The White House recently released their complete FY 2018 budget proposal. There is much to pick apart. Though a predictable number of Democrats have called the budget “immoral” and used the release as an opportunity to label Republicans as attempting to destroy beloved services like Meals on Wheels, it is also very unlikely that the final budget will look anything like Trump and Mulvaney’s proposal — because moderate Republicans have many problems with it as well. But fights about funding levels for are not new — even if the disagreements over social welfare spending this FY will be particularly contentious.
What is new, is that the Office of Management and Budget, led by Mick Mulvaney, and in service of the President, has made an obvious accounting error. Were it not so obvious, it could be called a deception. It’s simple: the White House is proposing tax cuts. Tax cuts reduce how much money the government takes in. They assume this loss of revenue will be made up for by increased economic growth, which will mean taxpayers handing a lower percentage — but higher total — in income. Few experts in public economics think that is possible. But set that aside and assume it will happen. Now, the White House released a budget that assumes the amount of government spending in excess of revenue will shrink because of the same high growth rate. In effect, the White House is double counting the boon from the tax cuts — or assuming that the tax cuts are “magic”: they are an investment that costs nothing to make.
There are two problems with this particular accounting mistake. The first is that under the rosiest assumptions, it will probably add $2 trillion to the national debt. Personally, I have a hard time understanding how much money that is — so I prefer to break it down per US household. So, if you are your household’s budget person, it’s analogous to setting $16,000 on fire, then making interest payments on it.
The second problem is that the White House is digging in its heels. Here is the text of Mulvaney’s defense of the numbers:
“We stand by the numbers. We thought that the assumption that the tax reform would be deficit-neutral was the most reasonable of the three options that we had. We could either assume that our tax reform was deficit-neutral. We could assume it would reduce the deficit. We would assume it would add to the deficit. And given the fact that we’re this early in the process about dealing with tax reform, we thought that assuming that middle road was the best way to do it.”
Mulvaney has a economics degree from Georgetown, and specialized in anti-trust law while working on his JD at UNC Chapel Hill. He knows that the statement above does not make sense. When evaluating the effect of a policy, you do not have three options — you have a continuum of options. It could cost a lot, it could cost a little, or pay a little — and so on. When you analyze the effect of a policy, you try to incorporate information. In the statement above, Mick Mulvaney says they picked $0 because it was between negative infinity and positive infinity — the golden mean! In effect, he is admitting that there was no attempt to evaluate the effect of the program at all. He is giving Bayesian statisticians his uniform prior. Moreover, he also knows that the statement above does not actually address the question about the double count.

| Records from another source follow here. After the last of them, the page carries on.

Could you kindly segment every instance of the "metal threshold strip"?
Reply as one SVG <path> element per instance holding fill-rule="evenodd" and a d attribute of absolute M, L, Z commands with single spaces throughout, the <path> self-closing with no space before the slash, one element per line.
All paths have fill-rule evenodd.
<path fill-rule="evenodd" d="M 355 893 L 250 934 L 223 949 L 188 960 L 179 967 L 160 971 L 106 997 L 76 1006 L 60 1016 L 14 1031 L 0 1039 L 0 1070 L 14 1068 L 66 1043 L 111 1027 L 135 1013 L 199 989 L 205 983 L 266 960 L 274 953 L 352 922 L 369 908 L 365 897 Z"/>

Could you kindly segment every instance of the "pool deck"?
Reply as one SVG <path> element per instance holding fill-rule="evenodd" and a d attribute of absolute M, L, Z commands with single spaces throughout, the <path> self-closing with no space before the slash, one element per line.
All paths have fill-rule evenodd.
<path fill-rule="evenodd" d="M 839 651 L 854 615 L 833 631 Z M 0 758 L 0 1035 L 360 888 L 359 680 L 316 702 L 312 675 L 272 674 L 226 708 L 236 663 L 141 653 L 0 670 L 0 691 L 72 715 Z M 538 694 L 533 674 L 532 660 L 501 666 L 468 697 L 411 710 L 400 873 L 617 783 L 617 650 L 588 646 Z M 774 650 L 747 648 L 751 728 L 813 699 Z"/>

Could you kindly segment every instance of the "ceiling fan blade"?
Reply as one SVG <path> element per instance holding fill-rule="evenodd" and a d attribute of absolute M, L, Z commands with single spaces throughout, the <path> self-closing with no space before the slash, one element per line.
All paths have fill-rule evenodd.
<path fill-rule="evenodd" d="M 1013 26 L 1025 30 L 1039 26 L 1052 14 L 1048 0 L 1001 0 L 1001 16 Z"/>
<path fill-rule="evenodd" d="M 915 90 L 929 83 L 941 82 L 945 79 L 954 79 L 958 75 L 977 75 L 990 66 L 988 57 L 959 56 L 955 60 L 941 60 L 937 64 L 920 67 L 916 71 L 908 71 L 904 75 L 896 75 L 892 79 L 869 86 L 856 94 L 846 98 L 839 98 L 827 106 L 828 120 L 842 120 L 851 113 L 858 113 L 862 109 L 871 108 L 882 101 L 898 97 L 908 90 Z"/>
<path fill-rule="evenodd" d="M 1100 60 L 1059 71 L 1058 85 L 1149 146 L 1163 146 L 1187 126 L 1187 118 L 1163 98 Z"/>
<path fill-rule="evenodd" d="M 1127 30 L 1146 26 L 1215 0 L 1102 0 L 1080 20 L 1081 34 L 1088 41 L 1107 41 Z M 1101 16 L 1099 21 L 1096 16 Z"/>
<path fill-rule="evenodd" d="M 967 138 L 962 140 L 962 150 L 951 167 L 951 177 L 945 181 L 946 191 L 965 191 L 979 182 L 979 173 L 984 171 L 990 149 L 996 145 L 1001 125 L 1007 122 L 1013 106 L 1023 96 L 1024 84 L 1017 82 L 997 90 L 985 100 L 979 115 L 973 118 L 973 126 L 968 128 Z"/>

It is important to understand that Mulvaney knows this, and why he choses to defend the budget in these terms. The fact is, he cannot stand in front of cameras and say what he likely believes: taxes should be lower, full stop. It does not matter what it does to the debt, how much growth it generates, or what programs the government has to cut. The federal government spends too much of other people’s money, and those who are not well off are too dependent on it.
To be clear, I think Mulvaney is right to call out more extreme fear-mongering associated with this budget. Even if you believe that the budget will do damage to well-being of millions (I do), it is just a proposal. And it is so extreme that Republicans will probably have to start over. Mulvaney has called attacks on his budget “demagoguery of the highest level.” That’s rather dramatic, but even if there is some truth to that, it pales in comparison to way Mulvaney and the Trump administration have conducted themselves.
For almost a hundred years, the President has been legally obligated to aggregate the expense requests of federal agencies into a single budget proposal. The OMB has been (and probably still is) staffed by professionals who do their best to get projections right. For decades, this has included projections about the relative impact of spending decisions on the deficit and national debt. If these professionals were in charge, the Trump budget proposal would not look the way it does. That is because the proposed budget contains a central set of assumptions that have been backfilled to justify a particular conclusion. It assumes that dramatic tax cuts for the top income brackets, along with reduced taxes on corporate profits will generate enough economic growth to both dig the government out of the revenue loss hole and balance the budget. That is nothing short of absurd. I’m willing to guess that there is no magic bullet that can fix the government’s revenue problem and the US’s growth problem simultaneously.
The only people who benefit from assumptions so wild are those who directly benefit from the policies enacted based on them. When governments get basic accounting wrong, most people lose out. Politicians leave office and businesses record (and keep) profits. But Americans, mostly likely the young and millions yet unborn, will someday pay their debts.